Because Wisconsin had the highest BCS ranking, it went to the Rose Bowl. Ohio State then got a second BCS, the Sugar Bowl. Michigan State got a trip to Orlando for the decidedly less pretigious but kind of nice Capital One Bowl.
Michigan State was Wisconsin’s single loss. Ohio State and the Spartans didn’t play.
So, yes, tiebreakers are up for discussion here at the Big Ten spring meetings.
“What’s going to be best in terms of our tiebreaker?” Iowa athletics director Gary Barta asked. “We’ve looked at several different models but still haven’t voted on any. I guess we’ll have to have that figured out before fall hits.”

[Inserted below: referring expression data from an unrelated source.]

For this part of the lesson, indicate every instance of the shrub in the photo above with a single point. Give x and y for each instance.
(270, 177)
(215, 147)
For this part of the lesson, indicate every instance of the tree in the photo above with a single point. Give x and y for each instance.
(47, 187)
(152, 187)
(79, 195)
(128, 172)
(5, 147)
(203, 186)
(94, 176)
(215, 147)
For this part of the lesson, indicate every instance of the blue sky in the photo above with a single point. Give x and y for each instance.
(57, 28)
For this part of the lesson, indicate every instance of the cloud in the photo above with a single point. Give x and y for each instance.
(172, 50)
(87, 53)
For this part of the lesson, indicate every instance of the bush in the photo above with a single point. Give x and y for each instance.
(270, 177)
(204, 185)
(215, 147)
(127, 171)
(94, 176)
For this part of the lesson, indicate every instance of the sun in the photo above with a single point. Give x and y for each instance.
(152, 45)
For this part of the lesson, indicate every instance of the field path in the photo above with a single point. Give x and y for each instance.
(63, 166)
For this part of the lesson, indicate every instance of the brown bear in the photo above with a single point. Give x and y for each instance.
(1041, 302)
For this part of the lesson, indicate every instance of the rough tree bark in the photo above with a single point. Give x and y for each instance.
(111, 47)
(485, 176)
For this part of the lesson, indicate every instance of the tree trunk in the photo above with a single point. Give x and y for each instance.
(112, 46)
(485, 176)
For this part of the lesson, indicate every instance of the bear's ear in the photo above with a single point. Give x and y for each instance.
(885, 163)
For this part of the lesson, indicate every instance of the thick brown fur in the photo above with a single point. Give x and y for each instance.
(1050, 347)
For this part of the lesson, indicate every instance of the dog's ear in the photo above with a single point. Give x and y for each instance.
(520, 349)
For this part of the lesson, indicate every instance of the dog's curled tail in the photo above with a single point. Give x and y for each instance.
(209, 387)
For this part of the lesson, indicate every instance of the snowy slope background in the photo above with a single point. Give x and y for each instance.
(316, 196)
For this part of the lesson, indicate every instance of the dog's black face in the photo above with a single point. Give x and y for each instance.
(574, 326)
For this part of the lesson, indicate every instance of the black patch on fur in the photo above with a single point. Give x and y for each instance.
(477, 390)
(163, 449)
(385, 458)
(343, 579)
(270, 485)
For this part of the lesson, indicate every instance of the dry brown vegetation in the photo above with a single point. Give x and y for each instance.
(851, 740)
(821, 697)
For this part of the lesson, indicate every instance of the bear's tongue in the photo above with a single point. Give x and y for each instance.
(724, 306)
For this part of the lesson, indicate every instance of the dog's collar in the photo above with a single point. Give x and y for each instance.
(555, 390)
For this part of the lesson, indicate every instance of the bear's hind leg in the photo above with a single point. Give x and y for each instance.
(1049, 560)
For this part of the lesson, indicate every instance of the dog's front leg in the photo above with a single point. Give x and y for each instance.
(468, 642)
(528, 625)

With the conference splitting into two divisions, the likelihood of messy ties doubles, specifically a round-robin scenario where three teams tie for the title and go 1-1 against each other.
When the Big Ten announced new divisions, it outlined its basic tiebreakers for determining division champions: head-to-head record, conference record, record within the division and BCS ranking.
The BCS tiebreaker is still in play, Barta said.
“I think I’ve seen a version where the BCS is considered,” Barta said. “If it’s one of the later parts of the tiebreaker, it makes some sense, but hopefully, we can solve a tie before it gets to that.”
Point differential hasn’t been discussed. There’s a possibility that would promote blowouts, so that one is probably iffy.